Overview

Storytell enables deep data analysis through natural language queries, overcoming the constraints of traditional Large Language Models (LLMs). By leveraging a unique “MapReduce for LLMs” approach and an intelligent LLM Router, Storytell processes massive datasets efficiently, ensuring accurate and actionable insights.

The Challenge of Context Windows

LLMs have a limited context window, restricting the amount of information they can process at one time.
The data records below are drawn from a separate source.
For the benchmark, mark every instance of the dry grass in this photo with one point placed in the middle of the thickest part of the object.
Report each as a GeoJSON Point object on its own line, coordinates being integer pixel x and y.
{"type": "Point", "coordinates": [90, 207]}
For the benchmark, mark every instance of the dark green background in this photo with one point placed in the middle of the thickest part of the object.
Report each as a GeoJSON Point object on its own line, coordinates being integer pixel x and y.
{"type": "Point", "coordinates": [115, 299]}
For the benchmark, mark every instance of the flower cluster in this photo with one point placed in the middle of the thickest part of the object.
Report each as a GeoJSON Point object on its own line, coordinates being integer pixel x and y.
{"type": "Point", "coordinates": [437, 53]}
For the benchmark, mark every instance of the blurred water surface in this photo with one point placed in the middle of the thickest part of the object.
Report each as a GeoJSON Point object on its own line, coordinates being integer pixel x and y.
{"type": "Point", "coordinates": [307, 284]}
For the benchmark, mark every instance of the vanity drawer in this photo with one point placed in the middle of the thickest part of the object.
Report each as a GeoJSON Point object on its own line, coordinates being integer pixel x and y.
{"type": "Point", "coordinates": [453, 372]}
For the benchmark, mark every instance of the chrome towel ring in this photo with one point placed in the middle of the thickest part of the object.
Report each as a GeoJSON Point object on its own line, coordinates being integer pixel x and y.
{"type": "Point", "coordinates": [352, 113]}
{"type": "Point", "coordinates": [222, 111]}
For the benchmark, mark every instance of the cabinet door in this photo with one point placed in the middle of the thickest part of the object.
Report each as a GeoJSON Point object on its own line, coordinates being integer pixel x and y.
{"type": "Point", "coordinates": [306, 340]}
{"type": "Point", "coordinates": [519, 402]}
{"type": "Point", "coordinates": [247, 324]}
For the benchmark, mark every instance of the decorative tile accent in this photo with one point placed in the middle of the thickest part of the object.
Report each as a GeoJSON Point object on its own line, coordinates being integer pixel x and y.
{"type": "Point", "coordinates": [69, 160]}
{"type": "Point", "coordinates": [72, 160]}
This poses a challenge for analyzing large datasets, as standard models can only consider a fraction of the available data.

Storytell’s Solution: MapReduce for LLMs

Storytell overcomes traditional LLM context window limitations through our innovative “MapReduce for LLMs” approach.

1

Query Analysis

Complex questions are intelligently broken down into smaller, manageable sub-questions

2

Data Segmentation

Information is transformed into Story Tiles™, grouping related concepts together

Learn more about Story Tiles™

3

Parallel Processing

Our LLM Router assigns each sub-question to the most appropriate AI model:

  • Reasoning & Knowledge
  • Scientific Analysis
  • Quantitative Processing
  • Code Generation
  • Communication
4

Result Aggregation

Individual responses are combined into a comprehensive, coherent answer

While traditional LLMs are limited to context windows of 32k-128k tokens, Storytell’s MapReduce approach enables processing of up to 10 million tokens in a single query.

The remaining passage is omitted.